We teach keyword research the way people actually do it

Started in 2017 because every guide we found either skipped the messy middle steps or pretended spreadsheets organize themselves. Our content walks through actual campaign work — the part where you realize your seed list means nothing until you filter it five different ways.

You won't find promises about rankings here. Just scenarios where someone had a budget, a deadline, and a pile of keyword data that needed structure before it became useful.

Most keyword guides focus on tools

They show you menus, filters, export buttons. You finish reading and know where things are, but not why you'd click them or what the numbers actually mean for your project.

The assumption is that once you see enough screenshots, you'll figure out the strategy part on your own. That works for some people. For others, it's like getting a map without context about where you're trying to go.

  • Feature walkthroughs with minimal decision-making context
  • Generic use cases that don't match your actual constraints
  • Step sequences that skip over judgment calls
Traditional keyword tool interface

We focus on decisions under constraints

Our pieces start with a scenario: limited content budget, competitive niche, technical restrictions, tight timeline. Then we show how someone worked through the keyword selection knowing those limits existed.

You see the thinking that led to filtering 2,000 keywords down to 40, or why someone chose terms with lower volume but clearer intent. The tool just becomes the place where that thinking happens.

  • Real budget and resource constraints mentioned upfront
  • Explanation of trade-offs between different approaches
  • What got discarded and why, not just what made the final list
Keyword analysis spreadsheet with filters

Three sections, each with a different angle

We don't organize by skill level because keyword research doesn't work that way. A beginner might need competitive analysis more than basics, depending on their niche. So we split by approach instead.

How articles build on each other

We don't write standalone pieces that repeat the same setup every time. Instead, earlier articles establish concepts that later ones reference without re-explaining.

This means you might hit a term or method that assumes you read something prior.
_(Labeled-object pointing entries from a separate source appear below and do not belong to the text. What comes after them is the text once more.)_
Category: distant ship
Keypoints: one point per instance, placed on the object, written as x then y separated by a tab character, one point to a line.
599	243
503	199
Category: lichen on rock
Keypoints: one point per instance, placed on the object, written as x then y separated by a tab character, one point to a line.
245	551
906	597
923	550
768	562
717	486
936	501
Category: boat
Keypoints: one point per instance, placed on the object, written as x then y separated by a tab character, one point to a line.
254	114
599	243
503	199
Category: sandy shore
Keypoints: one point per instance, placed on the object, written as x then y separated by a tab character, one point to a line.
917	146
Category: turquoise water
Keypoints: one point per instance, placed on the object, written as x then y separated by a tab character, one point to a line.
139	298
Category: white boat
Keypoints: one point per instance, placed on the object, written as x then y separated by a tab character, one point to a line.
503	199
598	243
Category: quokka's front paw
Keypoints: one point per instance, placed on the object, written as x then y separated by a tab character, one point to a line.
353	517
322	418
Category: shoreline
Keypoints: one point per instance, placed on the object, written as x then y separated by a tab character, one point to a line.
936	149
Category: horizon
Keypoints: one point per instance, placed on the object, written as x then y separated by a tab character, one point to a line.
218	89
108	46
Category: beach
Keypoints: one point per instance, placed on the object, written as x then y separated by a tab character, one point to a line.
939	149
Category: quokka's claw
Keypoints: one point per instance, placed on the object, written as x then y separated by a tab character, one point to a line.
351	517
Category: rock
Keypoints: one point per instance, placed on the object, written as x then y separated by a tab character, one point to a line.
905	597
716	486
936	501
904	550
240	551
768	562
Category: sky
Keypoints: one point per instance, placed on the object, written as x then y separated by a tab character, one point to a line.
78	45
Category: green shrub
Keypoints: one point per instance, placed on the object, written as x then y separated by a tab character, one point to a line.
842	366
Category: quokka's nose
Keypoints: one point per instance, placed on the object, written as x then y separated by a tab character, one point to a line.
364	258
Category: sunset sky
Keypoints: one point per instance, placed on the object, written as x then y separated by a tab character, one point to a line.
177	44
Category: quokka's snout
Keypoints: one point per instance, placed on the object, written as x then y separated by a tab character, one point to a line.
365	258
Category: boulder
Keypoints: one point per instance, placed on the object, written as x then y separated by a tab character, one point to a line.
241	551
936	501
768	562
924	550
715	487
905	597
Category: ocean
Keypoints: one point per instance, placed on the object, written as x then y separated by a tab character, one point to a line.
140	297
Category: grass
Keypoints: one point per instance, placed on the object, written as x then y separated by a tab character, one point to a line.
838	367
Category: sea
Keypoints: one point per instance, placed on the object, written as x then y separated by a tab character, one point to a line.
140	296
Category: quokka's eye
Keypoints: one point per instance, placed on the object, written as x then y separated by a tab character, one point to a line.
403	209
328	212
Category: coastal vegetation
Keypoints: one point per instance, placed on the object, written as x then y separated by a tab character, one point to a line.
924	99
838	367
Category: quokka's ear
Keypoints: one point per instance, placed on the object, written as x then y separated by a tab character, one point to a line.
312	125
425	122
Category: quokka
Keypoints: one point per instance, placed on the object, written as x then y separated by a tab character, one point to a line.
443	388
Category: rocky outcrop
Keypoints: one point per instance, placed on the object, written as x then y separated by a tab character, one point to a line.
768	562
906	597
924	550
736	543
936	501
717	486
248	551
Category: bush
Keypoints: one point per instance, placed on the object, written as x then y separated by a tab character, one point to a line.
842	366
When that happens, there's usually a link back to where it was introduced.

The structure isn't linear — you don't need to read everything in order. But certain pieces will make more sense if you've seen the foundational scenario they're building from.

1
Foundation scenario

Introduces a research challenge with specific constraints. Sets up the decision framework and explains why certain approaches won't work here.

2
Technique variation

Takes the same scenario type but changes one variable — different industry, tighter budget, technical limitation. Shows how the method adapts or breaks down.

3
Integration piece

Combines techniques from earlier articles into a larger workflow. References past decisions without repeating the logic, assumes you've seen those trade-offs before.

Questions and follow-up happen in the comments

Most articles get questions about edge cases or specific tool behaviors. Those threads often turn into useful extensions of the original piece, especially when someone shares how they adapted the approach.

We respond to implementation questions

If you tried something from an article and it didn't work the way described, that's worth asking about. Either there's a step that wasn't clear, or your situation has a variable we didn't account for.

Responses usually include follow-up questions to narrow down what's different in your case, then an explanation of how the method would need to adjust.

Readers share their variations

Some of the most useful content is in the comments where someone explains how they modified a technique for their industry or toolset. Those often become references for future articles.

If you adapted something in a way that solved a problem we didn't address, that's worth documenting in a comment. Other readers hit the same constraints.

Tool-specific clarifications

Articles focus on method, not specific tool interfaces. But tools update their features, and sometimes the screenshots don't match current menus anymore.

When that happens, someone usually mentions it in the comments, and we either update the article or explain the new equivalent workflow.

Content contributor
Liora Vestergaard Regular contributor since 2021

What we don't answer

General "how do I start" questions are better handled by introductory guides elsewhere. We assume you know what keywords are and why they matter — the content here deals with what comes after that.

Tool recommendation requests also don't fit well in comments. The choice depends too much on budget, team size, and technical setup to give useful advice in a reply.